The top priority for a switch, of course, is to direct network traffic. Adding SPAN traffic increases internal switch traffic and taxes the CPU. Therefore, as the switch reaches capacity, low priority SPAN packets will be randomly dropped. This problem is critical because, just as a need for switch traffic analysis presents itself (packets overrunning switch capacity), so does the condition of the SPAN port not providing accurate traffic information. Without accurate input, the network tool will not be able to provide reliable analysis.
Another problem with port mirroring is that certain packets such as undersized or error packets are filtered in the switch and never make it to the SPAN port. These packets are dropped and not reported by the switch. Detailed and accurate traffic analysis requires 100% of packets be submitted to the analysis tool. SPAN ports cannot guarantee such accuracy. In this era of required legal compliance in many industries, it is important to be able to document 100% capture with no packet manipulation.
Taps can offer virtually an unlimited number of physical ports for access to network links passing data to analysis, compliance, security and other appliances. The TAP connects two network end points and provides a mirror copy of the traffic passing through the TAP. It is important to note that TAPs do not analyze packets, change packet timing, add delay, alter or otherwise interfere with network traffic. To the network, a TAP looks like a wire. If a Tap loses power, a fail-safe relay will maintain traffic flow.
Because of a TAP’s independence from the network end points, they can mirror 100% of the data to the monitor port. Physical layer errors, error packets, short frames and other packets that might be filtered out on a SPAN session are all passed through TAPs to monitor port(s). This provides the IT Manager with a legally defensible, pure data stream for analysis and reporting. TAPs guarantee access to all the data all the time.
Some of the industry trends that are leading IT Managers toward TAPs include the massive increase in network bandwidth with 10Gbps-100Gbps links becoming common in the data center. In addition to increasing speeds, analysis must often hold up to compliance audits. Examples of data privacy legislation includes the EU's GDPR, global banking's Basel iii requirements and the raft of US legislation including; the Affordable Care Act (ACA) and HIPPA in healthcare, Dodd Franks in financial services, the Cyber Security Bill and the California Consumer Privacy Act (CCPA).
Some current innovations in this technology include drag and drop user interfaces such as the Drag ’n Vu GUI by Network Critical, for ease of configuration, accuracy and management. TAPs are also being combined with network packet brokers providing efficient port utilization of expensive analytics tools. Taps and network packet brokers are also providing advanced filtering and load balancing options that allow optimization of tool performance and improved management of network resources.
Budget is always a consideration in network design decisions.
SPAN ports are in the switch so there is no direct up front cost with this option but there are operational costs involved in programming and management of the ports. There are also potential hidden costs of bad decision making as a result of corrupt data from overloaded ports and dropped packets. Physical ports are limited to two ports per switch. If more tools are deployed TAPs will have to be added for physical access.
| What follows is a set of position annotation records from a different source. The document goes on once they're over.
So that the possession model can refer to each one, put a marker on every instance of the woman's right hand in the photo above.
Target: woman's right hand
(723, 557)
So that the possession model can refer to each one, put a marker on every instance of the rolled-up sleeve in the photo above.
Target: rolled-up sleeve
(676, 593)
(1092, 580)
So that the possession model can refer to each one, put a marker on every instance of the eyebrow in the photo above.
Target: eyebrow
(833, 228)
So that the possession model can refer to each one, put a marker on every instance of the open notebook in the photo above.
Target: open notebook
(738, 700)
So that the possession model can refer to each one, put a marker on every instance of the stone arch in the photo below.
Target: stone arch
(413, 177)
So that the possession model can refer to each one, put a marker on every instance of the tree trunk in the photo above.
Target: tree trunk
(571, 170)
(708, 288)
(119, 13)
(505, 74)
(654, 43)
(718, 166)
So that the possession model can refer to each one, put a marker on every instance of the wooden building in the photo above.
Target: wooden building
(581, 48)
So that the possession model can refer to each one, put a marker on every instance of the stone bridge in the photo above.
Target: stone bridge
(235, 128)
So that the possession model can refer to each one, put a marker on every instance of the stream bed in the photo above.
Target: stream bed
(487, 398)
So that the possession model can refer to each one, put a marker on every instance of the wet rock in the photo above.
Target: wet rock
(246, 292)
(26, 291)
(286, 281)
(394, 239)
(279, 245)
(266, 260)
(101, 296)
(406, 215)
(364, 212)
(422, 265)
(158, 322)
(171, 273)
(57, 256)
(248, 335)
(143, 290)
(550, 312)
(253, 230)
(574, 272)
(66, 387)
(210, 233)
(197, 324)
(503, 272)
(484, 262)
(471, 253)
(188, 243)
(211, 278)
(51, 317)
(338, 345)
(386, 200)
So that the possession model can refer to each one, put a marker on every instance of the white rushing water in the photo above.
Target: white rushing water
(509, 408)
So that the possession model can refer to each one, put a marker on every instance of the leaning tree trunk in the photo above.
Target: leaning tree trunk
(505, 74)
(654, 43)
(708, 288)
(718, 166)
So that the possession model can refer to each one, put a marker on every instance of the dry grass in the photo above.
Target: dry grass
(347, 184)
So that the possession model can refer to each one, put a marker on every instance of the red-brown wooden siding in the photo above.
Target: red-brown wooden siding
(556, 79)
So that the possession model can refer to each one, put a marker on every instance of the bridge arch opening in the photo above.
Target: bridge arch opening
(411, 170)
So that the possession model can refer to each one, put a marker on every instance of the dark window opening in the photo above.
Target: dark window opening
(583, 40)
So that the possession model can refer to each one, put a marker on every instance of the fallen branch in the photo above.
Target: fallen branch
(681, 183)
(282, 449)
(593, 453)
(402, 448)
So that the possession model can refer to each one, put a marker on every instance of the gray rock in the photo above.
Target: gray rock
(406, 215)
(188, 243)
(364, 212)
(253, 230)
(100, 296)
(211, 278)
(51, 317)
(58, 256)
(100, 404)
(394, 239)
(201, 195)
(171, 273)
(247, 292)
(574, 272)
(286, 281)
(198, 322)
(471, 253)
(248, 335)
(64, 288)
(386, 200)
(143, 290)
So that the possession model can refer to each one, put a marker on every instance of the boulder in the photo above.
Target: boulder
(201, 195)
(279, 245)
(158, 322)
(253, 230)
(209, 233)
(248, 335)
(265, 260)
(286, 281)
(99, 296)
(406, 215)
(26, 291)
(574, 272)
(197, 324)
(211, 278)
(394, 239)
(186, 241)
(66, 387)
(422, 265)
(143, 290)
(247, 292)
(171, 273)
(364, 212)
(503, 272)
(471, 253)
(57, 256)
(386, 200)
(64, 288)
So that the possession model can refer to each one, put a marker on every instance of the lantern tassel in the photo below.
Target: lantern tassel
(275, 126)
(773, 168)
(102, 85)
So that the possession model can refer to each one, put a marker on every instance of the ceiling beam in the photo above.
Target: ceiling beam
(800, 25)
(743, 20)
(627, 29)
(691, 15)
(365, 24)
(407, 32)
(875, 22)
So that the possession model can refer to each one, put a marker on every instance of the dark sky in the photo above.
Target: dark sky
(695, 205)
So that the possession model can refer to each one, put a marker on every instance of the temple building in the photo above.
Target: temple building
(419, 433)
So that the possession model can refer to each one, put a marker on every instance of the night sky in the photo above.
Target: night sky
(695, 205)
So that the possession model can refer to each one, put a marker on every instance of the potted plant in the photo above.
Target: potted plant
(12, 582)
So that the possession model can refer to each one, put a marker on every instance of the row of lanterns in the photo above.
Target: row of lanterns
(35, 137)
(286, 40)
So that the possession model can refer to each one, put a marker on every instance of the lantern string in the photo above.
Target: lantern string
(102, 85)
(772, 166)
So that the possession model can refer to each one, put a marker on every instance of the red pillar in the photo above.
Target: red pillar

TAP pricing varies depending on speeds, features and flexibility. Hardware costs can range from sub $400 for a single fiber TAP to sub $800 per port and up for fully featured access modules. These systems provide safe, secure access to links providing 100% of network traffic to tools along with filtering and load balancing features.
While SPAN ports can be utilized for simple, low speed network analysis, IT Managers are increasingly turning to TAPs as the preferred method for providing network access to analytic and security tools. TAPs provide access to all the data to ensure accurate analysis. They provide fail-safe operation avoiding risk of network disruption as a result of power interruption or failure of an appliance. Taps can also provide simultaneous access to many tools for a wide variety of analytics, security and compliance applications at speeds up to 100Gbps.